L’accusé Mario Monast peu avant sa première comparution en cour, le 5 août 2019.
L’accusé Mario Monast peu avant sa première comparution en cour, le 5 août 2019.

Meurtre de son beau-fils: Mario Monast remis en liberté provisoire

Le tribunal a accepté, mercredi, de remettre en liberté provisoire l’auteur allégué d’un meurtre commis le 3 août 2019 à Granby.

« Je fais droit à la demande de M. Monast », a déclaré le juge Charles Ouellet, de la Cour supérieure, lors d’une audience au palais de justice de Granby.

Mario Monast, 70 ans, avait demandé le mois dernier d’être remis en liberté en attendant son procès pour le meurtre non prémédité de son beau-fils, Steve Bruce Marquis. Le crime avait été commis à la résidence de l’accusé située rue Foch. La victime, âgée de 51 ans, avait été tuée par balles.

Puisque le juge a accepté les conditions suggérées par la défense, représentée par Me Nicolas Cossette, M. Monast doit contracter, en guise de caution, une hypothèque légale de 50 000 $ sur sa résidence.

Sa conjointe et mère de la victime, Thérèse Marquis, fournira également un dépôt supplémentaire de 5000 $ « pour assurer la présence de l’accusé au tribunal », a dit le juge.

M. Monast devra habiter à son domicile, respecter un couvre-feu entre 22 h et 6 h et ne pas quitter la province.
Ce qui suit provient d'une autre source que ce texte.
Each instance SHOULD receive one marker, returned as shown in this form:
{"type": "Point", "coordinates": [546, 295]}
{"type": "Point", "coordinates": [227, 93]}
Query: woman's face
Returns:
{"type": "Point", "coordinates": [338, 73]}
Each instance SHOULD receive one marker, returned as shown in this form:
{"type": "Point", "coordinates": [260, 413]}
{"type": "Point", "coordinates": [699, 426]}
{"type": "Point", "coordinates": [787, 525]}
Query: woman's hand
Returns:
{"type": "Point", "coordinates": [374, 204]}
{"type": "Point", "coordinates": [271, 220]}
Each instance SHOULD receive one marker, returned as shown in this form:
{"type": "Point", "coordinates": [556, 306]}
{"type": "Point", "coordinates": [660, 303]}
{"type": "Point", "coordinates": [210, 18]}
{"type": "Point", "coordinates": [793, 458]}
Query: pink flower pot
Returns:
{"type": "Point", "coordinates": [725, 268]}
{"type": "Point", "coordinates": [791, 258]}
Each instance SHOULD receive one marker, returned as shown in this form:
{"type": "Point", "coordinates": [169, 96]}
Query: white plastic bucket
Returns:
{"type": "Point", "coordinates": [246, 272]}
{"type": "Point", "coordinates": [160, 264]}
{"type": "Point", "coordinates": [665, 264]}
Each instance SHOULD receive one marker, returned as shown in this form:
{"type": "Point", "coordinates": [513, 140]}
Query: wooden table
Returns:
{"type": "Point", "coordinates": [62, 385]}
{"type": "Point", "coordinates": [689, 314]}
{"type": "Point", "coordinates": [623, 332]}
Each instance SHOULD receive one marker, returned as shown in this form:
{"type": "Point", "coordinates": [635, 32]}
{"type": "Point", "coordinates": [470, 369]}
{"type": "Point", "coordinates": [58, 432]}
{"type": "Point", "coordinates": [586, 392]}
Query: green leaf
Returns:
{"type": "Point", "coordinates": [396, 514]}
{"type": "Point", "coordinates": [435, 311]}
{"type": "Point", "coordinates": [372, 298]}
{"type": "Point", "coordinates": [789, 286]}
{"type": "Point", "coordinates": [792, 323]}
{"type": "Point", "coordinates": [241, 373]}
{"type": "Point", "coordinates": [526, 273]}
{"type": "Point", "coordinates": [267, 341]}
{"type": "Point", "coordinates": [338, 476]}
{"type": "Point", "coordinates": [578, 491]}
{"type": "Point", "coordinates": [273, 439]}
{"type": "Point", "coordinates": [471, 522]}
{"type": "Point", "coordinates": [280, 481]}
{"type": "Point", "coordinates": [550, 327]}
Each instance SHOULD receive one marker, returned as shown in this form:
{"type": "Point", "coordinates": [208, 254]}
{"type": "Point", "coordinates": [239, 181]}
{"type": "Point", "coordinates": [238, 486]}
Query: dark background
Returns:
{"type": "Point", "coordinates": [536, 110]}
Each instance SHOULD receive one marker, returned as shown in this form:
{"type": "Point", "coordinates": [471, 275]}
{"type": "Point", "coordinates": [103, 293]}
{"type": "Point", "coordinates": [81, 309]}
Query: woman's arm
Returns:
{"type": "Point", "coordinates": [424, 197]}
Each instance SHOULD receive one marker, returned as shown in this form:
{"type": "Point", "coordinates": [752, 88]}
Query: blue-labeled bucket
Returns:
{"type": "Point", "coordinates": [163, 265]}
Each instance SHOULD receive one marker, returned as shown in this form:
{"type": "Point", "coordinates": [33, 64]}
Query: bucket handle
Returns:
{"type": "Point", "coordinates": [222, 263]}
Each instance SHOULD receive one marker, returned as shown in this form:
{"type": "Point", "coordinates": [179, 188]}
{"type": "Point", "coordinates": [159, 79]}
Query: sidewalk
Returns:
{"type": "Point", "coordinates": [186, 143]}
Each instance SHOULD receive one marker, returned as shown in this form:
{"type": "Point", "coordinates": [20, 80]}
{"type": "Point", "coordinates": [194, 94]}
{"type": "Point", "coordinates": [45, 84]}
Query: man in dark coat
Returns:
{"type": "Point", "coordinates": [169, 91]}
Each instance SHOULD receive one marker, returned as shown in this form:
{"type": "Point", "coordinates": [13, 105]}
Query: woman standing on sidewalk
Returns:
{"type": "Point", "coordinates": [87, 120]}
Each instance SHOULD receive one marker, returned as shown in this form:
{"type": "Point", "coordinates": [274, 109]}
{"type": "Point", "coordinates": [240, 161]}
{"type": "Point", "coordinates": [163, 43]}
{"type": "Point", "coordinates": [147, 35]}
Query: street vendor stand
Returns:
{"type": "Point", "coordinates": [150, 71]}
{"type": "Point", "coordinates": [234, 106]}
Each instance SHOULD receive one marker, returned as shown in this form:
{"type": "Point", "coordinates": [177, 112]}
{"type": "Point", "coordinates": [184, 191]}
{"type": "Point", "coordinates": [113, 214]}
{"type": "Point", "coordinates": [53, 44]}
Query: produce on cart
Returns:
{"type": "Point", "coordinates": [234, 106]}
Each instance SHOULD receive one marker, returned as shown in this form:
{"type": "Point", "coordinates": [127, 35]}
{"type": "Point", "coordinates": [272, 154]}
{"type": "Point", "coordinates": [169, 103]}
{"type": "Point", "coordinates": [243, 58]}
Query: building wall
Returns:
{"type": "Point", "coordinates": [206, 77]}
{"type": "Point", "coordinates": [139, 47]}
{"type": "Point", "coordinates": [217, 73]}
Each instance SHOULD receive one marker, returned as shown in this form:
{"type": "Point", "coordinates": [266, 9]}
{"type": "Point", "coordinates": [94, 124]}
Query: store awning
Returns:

Il ne doit plus détenir d’arme à feu et a l’obligation de se rapporter une fois par mois au poste de police de Granby.

Principes

« On est content du résultat, c’est le plan de sortie qu’on a proposé », a indiqué Me Cossette à sa sortie de la salle d’audience.

Me Cossette a rappelé « les principes cardinaux que sont la présomption d’innocence et le droit fondamental d’un accusé à bénéficier d’une caution ». « En principe, aucun accusé ne doit être privé d’une liberté provisoire. »

Son client, a-t-il ajouté, est très âgé et n’a pas d’antécédent judiciaire. « Sa détention n’est pas nécessaire pour assurer la protection du public. »

De plus, les conditions imposées à M. Monast « sont majeures », donc il a « un intérêt assez prononcé à les respecter », estime Me Cossette. 

À l’audition de la requête sur remise en liberté, en janvier, Me Cossette avait aussi fait valoir que son client aurait « un moyen de défense majeur à faire entendre » à son procès.

Thérèse Marquis n’a pas fait de commentaire à La Voix de l’Est.

Influence

Du côté de la poursuite, Me Émilie Baril-Côté a mentionné que la Couronne allait « prendre le temps d’analyser » la décision du juge. La procureure ne prévoit pas en appeler, soulignant que les conditions imposées à l’accusé étaient « sérieuses ».

En janvier, Me Baril-Côté avait dit craindre que M. Monast cherche à influencer sa conjointe, qui devra vraisemblablement témoigner au procès.

Dans sa décision, le juge Ouellet reconnaît qu’il ne s’agit pas « d’une solution idéale », mais souligne qu’il n’y a pas de « probabilité marquée » que l’accusé tente d’influencer Mme Marquis. Il rappelle également que la remise en liberté provisoire « est la règle, et non l’exception ».

Mario Monast, qui était détenu préventivement depuis le 3 août dernier, fait également face à des accusations de port d’arme dans un dessein dangereux et d’entreposage négligent d’arme à feu. Il risque la prison à vie.

Son dossier doit revenir devant la cour d’ici quelques semaines pour l’étape de l’enquête préliminaire.